Synergistic regulation in aramid nanofiber-based composite aerogels for thermo-acoustic insulating applications

Ultralight aerogels are advanced materials with great potential for thermal insulation and noise reduction in the construction industry. The development of integrated thermoacoustic materials, combining thermal and acoustic insulation with sound absorption, is driven by diverse material choices and composite structural designs to enhance comfort and minimize noise. In this work, we developed an ultra-lightweight thermoacoustic synergistic aramid nanofiber aerogel that exhibits low thermal conductivity (0.034 W/(m*K)) with superior acoustic absorption and sound insulation capabilities. It was achieved by modulating the cross-linking agent content (waterborne polyurethanes) and inducing a bead-like pore structure among the internal nanofibers through a meticulous crushing-crosslinking-homogenizing casting process. Furthermore, we fabricated a bilayer composite perforated aerogel by employing a composite structure design. This structure demonstrated the high noise reduction coefficient (NRC) of 0.485 and the excellent average sound transmission loss (STL) of 18.4 dB across the frequency range of 800-6300 Hz.
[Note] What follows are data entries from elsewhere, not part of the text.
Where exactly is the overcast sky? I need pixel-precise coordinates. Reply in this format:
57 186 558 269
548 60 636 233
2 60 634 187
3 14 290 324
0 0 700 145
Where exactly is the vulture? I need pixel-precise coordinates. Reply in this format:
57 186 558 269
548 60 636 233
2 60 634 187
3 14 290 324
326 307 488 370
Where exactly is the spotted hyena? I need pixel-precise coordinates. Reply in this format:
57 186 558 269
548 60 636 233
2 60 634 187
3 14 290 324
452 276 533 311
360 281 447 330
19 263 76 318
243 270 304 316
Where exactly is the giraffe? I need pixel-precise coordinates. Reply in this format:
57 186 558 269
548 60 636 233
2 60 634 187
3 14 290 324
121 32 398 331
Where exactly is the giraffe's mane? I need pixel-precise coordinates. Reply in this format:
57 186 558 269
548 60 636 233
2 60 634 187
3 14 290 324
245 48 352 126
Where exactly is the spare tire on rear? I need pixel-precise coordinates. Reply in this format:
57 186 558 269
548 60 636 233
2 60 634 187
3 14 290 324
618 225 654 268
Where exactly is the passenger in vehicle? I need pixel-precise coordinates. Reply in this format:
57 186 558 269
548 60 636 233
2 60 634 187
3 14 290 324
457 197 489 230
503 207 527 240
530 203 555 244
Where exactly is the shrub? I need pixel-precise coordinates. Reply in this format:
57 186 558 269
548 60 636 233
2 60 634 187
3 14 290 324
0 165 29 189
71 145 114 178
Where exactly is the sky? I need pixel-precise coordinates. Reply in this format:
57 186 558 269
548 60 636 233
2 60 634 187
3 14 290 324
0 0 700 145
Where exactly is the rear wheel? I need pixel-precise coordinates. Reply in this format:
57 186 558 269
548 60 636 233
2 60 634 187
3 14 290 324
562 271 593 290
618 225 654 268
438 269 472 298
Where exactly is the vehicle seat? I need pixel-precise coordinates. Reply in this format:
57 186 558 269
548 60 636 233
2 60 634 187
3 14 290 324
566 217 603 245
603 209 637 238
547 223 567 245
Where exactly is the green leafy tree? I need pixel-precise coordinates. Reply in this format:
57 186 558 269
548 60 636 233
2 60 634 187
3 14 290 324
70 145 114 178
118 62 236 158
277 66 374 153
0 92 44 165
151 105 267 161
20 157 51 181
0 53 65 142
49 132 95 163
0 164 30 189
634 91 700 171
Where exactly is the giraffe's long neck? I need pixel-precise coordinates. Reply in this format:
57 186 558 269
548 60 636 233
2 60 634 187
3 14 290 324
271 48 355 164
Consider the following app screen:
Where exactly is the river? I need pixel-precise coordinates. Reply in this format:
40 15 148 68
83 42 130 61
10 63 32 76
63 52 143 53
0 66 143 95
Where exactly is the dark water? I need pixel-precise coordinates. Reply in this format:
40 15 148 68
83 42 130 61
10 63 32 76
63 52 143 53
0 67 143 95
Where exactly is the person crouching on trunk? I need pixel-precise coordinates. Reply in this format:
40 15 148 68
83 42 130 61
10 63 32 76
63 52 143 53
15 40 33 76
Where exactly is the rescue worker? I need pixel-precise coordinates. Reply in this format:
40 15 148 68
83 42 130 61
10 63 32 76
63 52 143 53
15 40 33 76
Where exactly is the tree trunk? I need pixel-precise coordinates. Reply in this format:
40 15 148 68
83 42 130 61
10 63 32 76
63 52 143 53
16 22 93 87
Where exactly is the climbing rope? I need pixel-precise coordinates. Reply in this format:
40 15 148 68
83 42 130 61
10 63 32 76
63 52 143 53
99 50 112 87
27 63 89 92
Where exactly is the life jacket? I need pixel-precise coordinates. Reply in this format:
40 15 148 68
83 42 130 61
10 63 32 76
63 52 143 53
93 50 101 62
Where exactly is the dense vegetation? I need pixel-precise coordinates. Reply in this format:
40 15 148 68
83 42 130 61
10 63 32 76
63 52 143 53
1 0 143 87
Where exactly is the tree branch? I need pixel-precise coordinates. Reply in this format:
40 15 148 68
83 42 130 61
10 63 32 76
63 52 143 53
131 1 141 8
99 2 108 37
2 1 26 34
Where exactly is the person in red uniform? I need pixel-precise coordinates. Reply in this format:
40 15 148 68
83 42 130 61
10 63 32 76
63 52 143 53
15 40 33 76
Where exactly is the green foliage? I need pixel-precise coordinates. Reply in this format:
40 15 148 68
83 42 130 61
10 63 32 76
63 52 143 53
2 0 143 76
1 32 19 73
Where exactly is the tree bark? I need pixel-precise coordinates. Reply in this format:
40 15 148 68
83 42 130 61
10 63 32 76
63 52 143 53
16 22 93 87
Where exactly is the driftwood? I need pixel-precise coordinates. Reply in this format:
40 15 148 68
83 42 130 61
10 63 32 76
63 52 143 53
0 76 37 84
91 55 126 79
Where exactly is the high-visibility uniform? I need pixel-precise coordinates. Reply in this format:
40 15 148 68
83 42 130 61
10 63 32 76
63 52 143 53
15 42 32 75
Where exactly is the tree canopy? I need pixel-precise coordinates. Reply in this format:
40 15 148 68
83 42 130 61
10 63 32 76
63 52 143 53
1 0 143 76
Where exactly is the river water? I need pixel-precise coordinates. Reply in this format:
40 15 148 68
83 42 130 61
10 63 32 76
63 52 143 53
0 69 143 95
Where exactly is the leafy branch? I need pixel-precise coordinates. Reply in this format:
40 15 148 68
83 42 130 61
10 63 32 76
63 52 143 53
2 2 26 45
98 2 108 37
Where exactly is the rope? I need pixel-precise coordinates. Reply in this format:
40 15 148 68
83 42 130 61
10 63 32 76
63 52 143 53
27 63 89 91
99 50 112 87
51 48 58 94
In conclusion, we prepared waterborne polyurethane/aramid aerogels by composite structure design, and then successfully engineered thermoacoustic composite aramid aerogels with a harmonized performance in thermal insulation, acoustic absorption, and sound insulation. The excellent performance of the thermoacoustic material holds the promise of being an innovative and efficient alternative to noise-reducing and insulating building materials.